Dopo la desertificazione bancaria e commerciale, in Piemonte si parlerà anche di quella dei punti nascita: vogliono chiuderli in diverse città.
La frase “in Italia non si fanno più figli” non è più solo un luogo comune, ma un dato di fatto. Se inizialmente il problema sembrava solo numerico, oggi sta diventando anche economico: i servizi per le nascite cominciano a non reggere più, perché sono sempre meno le persone che ne hanno bisogno. E così, quel “non si fanno più figli” si trasforma in “chi li fa, deve viaggiare”. Specialmente in Piemonte.

Un modo per evitare la chiusura dei punti nascita? Aumentare i parti. Sì, perché il Ministero della Salute – in accordo con l’OMS – ha fissato un obiettivo minimo: almeno 1000 parti l’anno per garantire la sostenibilità e la sicurezza di un reparto. Pochi, verrebbe da pensare. Ma il vero problema è che in Piemonte, in molte strutture, non si arriva nemmeno alla metà.
Ed è da qui che prende forma il nuovo piano sociosanitario che torna a parlare della possibile chiusura – peraltro prevista per legge – dei punti nascita con meno parti durante l’anno.

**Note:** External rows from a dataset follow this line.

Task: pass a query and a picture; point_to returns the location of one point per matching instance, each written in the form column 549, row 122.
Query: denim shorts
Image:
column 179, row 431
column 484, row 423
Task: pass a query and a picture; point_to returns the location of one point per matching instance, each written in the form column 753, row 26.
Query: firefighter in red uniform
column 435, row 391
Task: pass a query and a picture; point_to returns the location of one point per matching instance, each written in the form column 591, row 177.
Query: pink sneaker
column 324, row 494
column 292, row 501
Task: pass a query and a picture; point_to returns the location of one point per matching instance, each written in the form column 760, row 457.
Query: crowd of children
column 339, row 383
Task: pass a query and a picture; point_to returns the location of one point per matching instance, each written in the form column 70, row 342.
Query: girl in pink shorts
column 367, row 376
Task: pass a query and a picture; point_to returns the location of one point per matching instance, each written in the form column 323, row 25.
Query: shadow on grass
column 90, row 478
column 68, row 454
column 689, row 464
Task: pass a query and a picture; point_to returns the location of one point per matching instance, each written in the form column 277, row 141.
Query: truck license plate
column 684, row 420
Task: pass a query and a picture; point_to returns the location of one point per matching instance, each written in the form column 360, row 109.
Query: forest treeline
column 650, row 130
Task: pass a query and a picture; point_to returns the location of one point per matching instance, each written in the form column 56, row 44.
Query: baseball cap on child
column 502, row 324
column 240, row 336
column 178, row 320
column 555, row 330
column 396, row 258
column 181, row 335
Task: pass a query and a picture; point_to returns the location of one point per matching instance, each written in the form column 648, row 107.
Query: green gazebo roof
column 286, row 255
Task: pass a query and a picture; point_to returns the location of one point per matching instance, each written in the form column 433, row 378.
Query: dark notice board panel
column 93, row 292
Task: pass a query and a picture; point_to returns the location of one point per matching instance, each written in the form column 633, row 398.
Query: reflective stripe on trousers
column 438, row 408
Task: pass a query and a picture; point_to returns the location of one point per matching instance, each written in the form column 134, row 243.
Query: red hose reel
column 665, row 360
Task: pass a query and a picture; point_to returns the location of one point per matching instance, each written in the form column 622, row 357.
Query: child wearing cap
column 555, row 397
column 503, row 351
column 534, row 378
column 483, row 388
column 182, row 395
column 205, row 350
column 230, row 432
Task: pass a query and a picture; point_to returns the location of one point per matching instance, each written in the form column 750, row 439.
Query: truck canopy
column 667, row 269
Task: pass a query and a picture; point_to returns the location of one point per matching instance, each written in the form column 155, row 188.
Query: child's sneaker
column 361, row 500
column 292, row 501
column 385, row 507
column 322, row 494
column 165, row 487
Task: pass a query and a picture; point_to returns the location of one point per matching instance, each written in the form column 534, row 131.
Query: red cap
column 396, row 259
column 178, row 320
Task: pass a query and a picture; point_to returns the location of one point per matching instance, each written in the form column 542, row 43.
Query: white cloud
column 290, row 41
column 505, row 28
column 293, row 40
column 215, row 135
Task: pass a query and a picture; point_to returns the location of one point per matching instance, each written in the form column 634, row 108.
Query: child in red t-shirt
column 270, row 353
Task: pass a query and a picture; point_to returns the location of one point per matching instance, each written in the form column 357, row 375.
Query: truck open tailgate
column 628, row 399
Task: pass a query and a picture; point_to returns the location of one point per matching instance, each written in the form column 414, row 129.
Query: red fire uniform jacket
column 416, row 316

Ci sono città potenzialmente a rischio.
Quali ospedali rischiano davvero: ecco dove i parti sono troppo pochi
In questa fase è doveroso parlare al condizionale, perché non esiste ancora un elenco ufficiale. Ma alcune strutture sanitarie del Piemonte sembrano già avere i numeri – purtroppo bassi – per rientrare tra quelle a rischio chiusura.

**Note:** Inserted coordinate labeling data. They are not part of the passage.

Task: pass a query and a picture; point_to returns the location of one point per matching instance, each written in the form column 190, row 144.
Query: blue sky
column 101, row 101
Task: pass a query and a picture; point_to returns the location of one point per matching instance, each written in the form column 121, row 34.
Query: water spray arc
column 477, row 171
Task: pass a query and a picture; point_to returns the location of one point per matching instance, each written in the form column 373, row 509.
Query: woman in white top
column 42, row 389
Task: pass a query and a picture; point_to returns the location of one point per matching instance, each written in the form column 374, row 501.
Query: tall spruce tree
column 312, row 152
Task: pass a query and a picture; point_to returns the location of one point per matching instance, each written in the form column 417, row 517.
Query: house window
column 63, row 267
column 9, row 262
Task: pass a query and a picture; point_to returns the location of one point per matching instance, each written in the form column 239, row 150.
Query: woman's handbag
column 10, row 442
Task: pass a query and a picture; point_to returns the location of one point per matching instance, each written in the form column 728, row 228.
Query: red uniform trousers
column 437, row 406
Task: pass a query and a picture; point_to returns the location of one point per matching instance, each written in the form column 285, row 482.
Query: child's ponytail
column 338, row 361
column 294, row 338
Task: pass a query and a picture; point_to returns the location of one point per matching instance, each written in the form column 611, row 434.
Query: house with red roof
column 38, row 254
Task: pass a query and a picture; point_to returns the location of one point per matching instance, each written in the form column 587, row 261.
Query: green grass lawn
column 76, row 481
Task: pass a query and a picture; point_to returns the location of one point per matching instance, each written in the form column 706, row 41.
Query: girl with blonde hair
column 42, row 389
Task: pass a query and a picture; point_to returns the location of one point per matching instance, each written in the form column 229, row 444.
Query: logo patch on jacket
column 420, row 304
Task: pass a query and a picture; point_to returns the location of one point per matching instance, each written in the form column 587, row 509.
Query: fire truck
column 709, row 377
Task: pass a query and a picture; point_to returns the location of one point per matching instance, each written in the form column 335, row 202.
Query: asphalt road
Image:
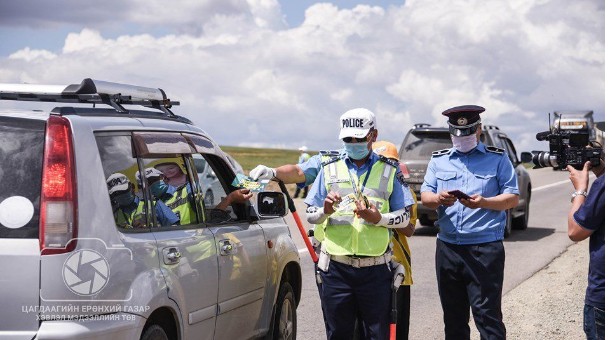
column 527, row 252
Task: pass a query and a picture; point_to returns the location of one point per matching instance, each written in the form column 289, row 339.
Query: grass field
column 251, row 157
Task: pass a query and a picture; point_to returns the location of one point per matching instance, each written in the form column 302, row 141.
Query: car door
column 187, row 253
column 242, row 261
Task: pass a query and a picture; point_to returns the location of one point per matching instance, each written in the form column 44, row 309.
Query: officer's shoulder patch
column 330, row 160
column 438, row 153
column 390, row 161
column 494, row 149
column 402, row 179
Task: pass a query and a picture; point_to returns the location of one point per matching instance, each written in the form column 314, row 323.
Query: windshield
column 420, row 145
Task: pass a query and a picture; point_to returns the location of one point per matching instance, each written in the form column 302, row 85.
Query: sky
column 268, row 73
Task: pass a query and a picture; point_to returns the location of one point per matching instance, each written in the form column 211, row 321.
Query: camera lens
column 543, row 159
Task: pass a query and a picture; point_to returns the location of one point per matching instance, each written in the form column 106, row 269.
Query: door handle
column 172, row 255
column 226, row 247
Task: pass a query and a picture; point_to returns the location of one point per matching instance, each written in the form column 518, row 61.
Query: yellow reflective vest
column 180, row 204
column 343, row 233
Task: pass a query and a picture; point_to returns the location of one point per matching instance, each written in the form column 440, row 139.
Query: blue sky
column 282, row 72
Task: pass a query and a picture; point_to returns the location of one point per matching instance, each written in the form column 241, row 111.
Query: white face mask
column 464, row 143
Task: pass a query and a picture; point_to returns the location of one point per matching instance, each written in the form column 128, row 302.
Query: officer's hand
column 371, row 214
column 474, row 203
column 262, row 172
column 446, row 199
column 331, row 199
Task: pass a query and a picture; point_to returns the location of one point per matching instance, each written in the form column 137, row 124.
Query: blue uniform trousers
column 471, row 276
column 348, row 292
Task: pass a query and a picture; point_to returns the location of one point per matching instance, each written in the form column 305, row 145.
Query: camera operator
column 586, row 220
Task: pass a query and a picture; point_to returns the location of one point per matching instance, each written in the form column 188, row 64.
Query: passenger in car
column 128, row 209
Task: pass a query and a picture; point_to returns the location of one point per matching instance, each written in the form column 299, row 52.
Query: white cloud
column 236, row 61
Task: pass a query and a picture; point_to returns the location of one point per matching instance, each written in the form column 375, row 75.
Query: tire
column 509, row 223
column 521, row 222
column 284, row 324
column 154, row 332
column 208, row 199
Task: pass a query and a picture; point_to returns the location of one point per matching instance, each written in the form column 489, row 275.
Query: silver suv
column 416, row 151
column 78, row 263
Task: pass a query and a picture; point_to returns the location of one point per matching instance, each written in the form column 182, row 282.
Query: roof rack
column 420, row 125
column 92, row 92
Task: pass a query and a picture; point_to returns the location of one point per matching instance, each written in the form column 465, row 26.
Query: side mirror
column 271, row 204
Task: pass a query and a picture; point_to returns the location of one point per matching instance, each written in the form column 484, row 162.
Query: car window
column 21, row 151
column 172, row 185
column 419, row 146
column 120, row 169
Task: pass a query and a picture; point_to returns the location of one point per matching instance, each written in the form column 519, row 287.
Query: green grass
column 251, row 157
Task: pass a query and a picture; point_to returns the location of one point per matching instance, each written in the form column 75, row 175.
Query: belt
column 360, row 262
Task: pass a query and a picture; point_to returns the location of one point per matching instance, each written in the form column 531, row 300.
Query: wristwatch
column 576, row 193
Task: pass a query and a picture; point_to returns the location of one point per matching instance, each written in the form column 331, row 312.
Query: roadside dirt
column 549, row 304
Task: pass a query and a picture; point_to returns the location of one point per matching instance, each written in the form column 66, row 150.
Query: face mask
column 158, row 188
column 124, row 200
column 356, row 151
column 464, row 143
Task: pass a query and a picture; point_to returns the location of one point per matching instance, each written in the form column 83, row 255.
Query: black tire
column 154, row 332
column 509, row 223
column 521, row 222
column 285, row 315
column 208, row 199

Secondo quanto riportato, gli ospedali con i reparti maternità più fragili sono quelli di Domodossola, Borgosesia, Carmagnola, Ceva, Savigliano, Venaria Reale e Ivrea. A questi si aggiungono anche Casale Monferrato e Acqui Terme, che al momento restano sotto osservazione, ma con numeri tutt’altro che rassicuranti.

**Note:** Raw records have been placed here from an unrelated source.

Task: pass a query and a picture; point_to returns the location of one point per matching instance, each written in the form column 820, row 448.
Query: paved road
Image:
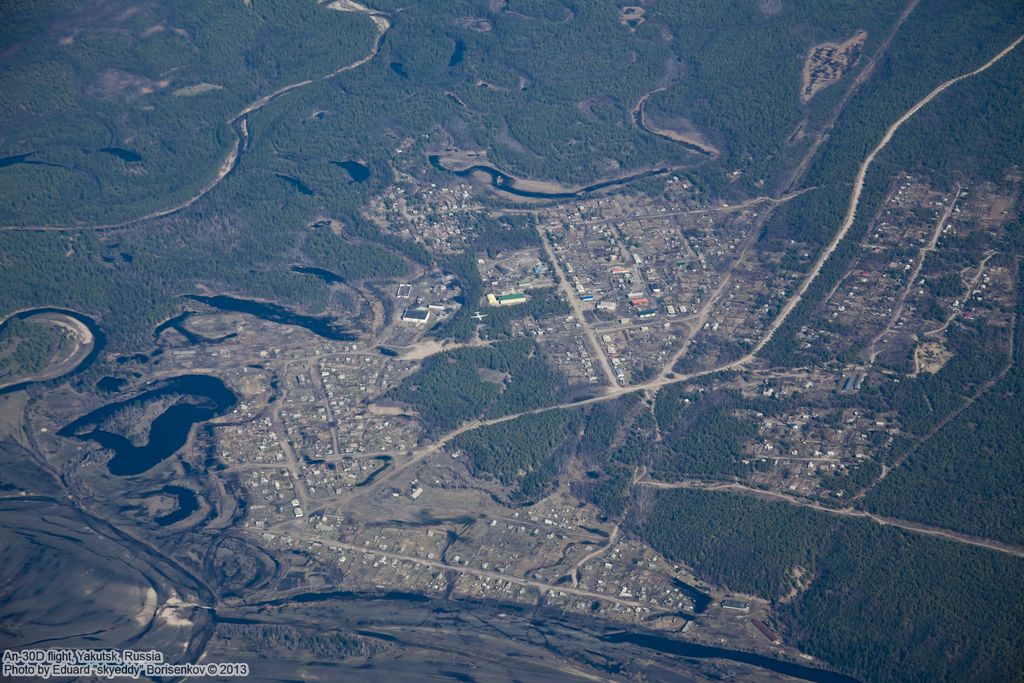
column 927, row 529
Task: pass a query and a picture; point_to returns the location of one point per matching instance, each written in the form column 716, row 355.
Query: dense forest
column 877, row 602
column 479, row 382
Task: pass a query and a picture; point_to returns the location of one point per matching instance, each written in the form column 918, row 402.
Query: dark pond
column 187, row 504
column 122, row 154
column 458, row 54
column 168, row 432
column 322, row 326
column 695, row 651
column 359, row 172
column 16, row 159
column 295, row 182
column 178, row 325
column 98, row 342
column 24, row 159
column 507, row 183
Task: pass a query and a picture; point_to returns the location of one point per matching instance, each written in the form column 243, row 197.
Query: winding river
column 87, row 351
column 507, row 183
column 167, row 432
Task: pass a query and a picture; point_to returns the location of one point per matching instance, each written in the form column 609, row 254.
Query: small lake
column 358, row 172
column 168, row 432
column 322, row 326
column 111, row 384
column 129, row 156
column 506, row 183
column 458, row 54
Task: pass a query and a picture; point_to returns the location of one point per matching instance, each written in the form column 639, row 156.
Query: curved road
column 858, row 187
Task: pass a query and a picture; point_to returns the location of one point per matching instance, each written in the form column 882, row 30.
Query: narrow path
column 597, row 351
column 612, row 538
column 472, row 571
column 872, row 350
column 858, row 187
column 915, row 527
column 858, row 82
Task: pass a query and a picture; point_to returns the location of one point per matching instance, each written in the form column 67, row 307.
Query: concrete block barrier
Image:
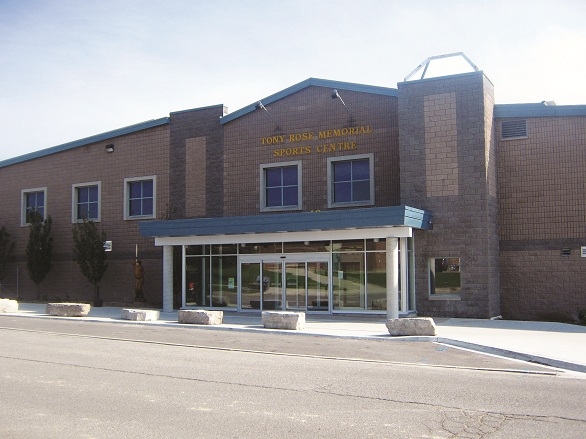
column 67, row 309
column 141, row 315
column 200, row 317
column 8, row 305
column 283, row 320
column 412, row 326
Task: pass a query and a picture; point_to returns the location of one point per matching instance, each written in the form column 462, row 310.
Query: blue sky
column 71, row 68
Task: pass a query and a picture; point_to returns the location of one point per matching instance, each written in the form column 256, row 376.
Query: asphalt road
column 72, row 379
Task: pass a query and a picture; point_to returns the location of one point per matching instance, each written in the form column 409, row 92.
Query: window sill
column 139, row 217
column 280, row 209
column 445, row 297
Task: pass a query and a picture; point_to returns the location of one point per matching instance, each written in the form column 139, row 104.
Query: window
column 33, row 200
column 86, row 201
column 140, row 197
column 281, row 187
column 351, row 181
column 444, row 276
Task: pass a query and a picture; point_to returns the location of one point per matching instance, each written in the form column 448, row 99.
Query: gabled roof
column 86, row 141
column 308, row 83
column 542, row 109
column 393, row 216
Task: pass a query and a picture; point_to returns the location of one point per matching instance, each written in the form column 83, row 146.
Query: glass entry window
column 285, row 285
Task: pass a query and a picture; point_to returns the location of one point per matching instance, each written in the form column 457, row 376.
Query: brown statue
column 139, row 280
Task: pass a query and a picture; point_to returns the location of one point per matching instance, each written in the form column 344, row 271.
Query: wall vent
column 513, row 129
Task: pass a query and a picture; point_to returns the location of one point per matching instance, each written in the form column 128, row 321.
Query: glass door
column 289, row 282
column 318, row 291
column 295, row 286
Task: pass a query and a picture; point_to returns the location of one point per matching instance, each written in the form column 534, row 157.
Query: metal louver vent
column 512, row 129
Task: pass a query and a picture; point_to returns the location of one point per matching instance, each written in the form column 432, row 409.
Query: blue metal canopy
column 393, row 216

Il parametro resta quello: almeno 1000 parti all’anno. Una soglia minima stabilita dal Ministero della Salute e condivisa con l’OMS, pensata per garantire standard di sicurezza e qualità nei servizi. Ma in molte di queste strutture si fatica ad arrivare a 400. E quando i numeri non ci sono, la sostenibilità economica salta, così come la possibilità di assicurare personale e attrezzature adeguate.
Va detto che nessuna chiusura è ancora stata decisa. Ma il messaggio che arriva dal nuovo piano sociosanitario è che senza numeri, il servizio non regge. E allora, si ragiona su accorpamenti, tagli, trasferimenti.
Una scelta che pesa, soprattutto nei territori più piccoli, dove ogni servizio che chiude è un pezzo di vita che se ne va. E dove partorire, oggi, rischia di voler dire mettersi in macchina e percorrere anche decine di chilometri.